70% or higher indicates strong narrative control. 50-70% is acceptable but suggests room for improvement. Below 50% means competitors are getting equal or more attention in your own articles—a red flag.

How is share of mentions different from share of voice?

Share of voice measures what percentage of articles mention your company compared to competitors (article-level). Share of mentions measures what percentage of total mentions you capture within those articles (mention-level). [1]

For example: You could appear in 60% of articles in a competitive set (60% share of voice) but only represent 40% of the total mentions across all those articles (40% share of mentions) because competitors are mentioned more frequently when they do appear.

Which types of markets have the hardest time maintaining high share of mentions?

Highly competitive or rapidly emerging markets face the toughest environment (average 48-55% share of mentions), while event-driven coverage and niche markets have the easiest time (95%+ and 69-73% respectively). The more crowded and comparative the market, the harder it is to maintain narrative control.

Can you have too high of a share of mentions?

No. 95-100% share of mentions indicates you're the central focus and competitors are rarely mentioned—the ideal state.
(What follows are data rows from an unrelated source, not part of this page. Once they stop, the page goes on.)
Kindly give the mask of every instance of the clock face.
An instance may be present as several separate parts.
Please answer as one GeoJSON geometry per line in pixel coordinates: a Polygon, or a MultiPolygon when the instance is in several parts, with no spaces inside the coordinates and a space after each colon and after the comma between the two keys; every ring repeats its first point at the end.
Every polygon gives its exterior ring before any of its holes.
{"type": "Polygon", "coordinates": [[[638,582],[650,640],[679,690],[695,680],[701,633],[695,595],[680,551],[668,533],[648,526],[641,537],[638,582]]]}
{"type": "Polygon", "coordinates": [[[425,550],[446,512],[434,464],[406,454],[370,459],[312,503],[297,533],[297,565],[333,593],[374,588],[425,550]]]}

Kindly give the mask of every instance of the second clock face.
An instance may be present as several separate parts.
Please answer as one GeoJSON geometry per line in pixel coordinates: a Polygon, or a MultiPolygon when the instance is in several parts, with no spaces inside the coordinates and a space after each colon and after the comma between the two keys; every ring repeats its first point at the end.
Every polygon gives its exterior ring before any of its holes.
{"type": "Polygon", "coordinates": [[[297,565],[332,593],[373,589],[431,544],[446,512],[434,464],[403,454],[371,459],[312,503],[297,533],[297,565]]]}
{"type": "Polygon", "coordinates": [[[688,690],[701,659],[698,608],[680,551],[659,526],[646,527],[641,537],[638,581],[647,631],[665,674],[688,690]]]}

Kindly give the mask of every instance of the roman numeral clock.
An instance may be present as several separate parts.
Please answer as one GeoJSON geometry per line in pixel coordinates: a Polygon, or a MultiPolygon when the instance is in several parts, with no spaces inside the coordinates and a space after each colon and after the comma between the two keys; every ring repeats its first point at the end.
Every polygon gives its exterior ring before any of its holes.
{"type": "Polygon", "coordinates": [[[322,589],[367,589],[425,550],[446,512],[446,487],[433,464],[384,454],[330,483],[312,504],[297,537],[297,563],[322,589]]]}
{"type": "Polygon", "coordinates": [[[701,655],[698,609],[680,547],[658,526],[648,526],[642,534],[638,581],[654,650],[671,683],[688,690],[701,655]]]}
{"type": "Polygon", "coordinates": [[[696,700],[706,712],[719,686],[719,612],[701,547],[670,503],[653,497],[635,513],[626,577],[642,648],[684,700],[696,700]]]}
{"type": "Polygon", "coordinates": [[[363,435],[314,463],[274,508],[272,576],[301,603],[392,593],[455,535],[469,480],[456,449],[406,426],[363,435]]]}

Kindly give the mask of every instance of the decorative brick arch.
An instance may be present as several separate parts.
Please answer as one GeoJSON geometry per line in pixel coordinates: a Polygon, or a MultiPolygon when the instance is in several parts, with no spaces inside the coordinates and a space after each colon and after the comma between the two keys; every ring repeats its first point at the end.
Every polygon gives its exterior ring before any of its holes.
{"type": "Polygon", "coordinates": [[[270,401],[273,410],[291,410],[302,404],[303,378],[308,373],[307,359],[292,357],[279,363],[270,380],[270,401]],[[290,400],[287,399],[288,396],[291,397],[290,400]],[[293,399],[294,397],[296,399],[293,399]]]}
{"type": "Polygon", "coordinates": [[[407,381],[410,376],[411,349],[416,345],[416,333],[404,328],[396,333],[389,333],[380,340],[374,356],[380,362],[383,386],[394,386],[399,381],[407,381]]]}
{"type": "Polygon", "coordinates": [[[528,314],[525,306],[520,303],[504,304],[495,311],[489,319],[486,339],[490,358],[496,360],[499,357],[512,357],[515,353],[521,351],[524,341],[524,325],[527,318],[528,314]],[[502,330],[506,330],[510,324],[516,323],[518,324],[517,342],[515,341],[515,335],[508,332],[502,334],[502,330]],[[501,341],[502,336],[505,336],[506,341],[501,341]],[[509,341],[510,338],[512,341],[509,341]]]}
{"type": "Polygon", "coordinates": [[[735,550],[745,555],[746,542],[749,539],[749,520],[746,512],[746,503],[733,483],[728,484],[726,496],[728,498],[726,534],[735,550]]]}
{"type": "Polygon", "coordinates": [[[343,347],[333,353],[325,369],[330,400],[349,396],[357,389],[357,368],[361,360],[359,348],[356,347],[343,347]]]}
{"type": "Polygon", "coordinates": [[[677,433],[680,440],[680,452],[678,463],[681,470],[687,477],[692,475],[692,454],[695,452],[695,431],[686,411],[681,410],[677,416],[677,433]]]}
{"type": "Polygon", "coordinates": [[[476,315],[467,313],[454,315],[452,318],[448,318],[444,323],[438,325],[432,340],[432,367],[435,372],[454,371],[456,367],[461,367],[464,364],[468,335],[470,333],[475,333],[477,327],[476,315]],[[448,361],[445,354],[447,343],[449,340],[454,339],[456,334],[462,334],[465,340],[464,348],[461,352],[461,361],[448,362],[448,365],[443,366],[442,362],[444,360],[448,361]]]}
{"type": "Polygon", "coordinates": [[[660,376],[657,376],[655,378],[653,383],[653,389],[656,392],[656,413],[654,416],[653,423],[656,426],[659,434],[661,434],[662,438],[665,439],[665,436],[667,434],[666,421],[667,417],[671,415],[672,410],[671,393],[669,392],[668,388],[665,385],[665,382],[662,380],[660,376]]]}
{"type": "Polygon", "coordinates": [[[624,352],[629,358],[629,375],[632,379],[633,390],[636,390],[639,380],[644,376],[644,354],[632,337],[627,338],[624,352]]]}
This is most common for event-specific coverage, product launches, and companies with strong category leadership.

Is Delve the only tool that measures share of mentions?

Yes. Traditional media monitoring tools count article volume and keyword frequency but cannot distinguish between subject mentions and competitor intrusion within the same article. Delve's AI-powered analysis automatically identifies the subject entity and tracks all competitor mentions to calculate true share of mentions.

Related Insight

[1] Delve. Choosing the best sentiment analysis tool for PR success

Methodology This analysis is based on 57 companies tracked in Delve with at least 50 articles of coverage, spanning multiple market types including highly competitive emerging markets, established enterprise markets, niche consumer markets, and event-driven coverage. Share of mentions is calculated by dividing subject mention count by total mentions (subject + all matched competitors) within articles. Sentiment scores range from 0 (negative) to 1 (positive). Market categorizations are based on coverage patterns and competitive dynamics. Data is anonymized to protect client privacy. Updated November 2025.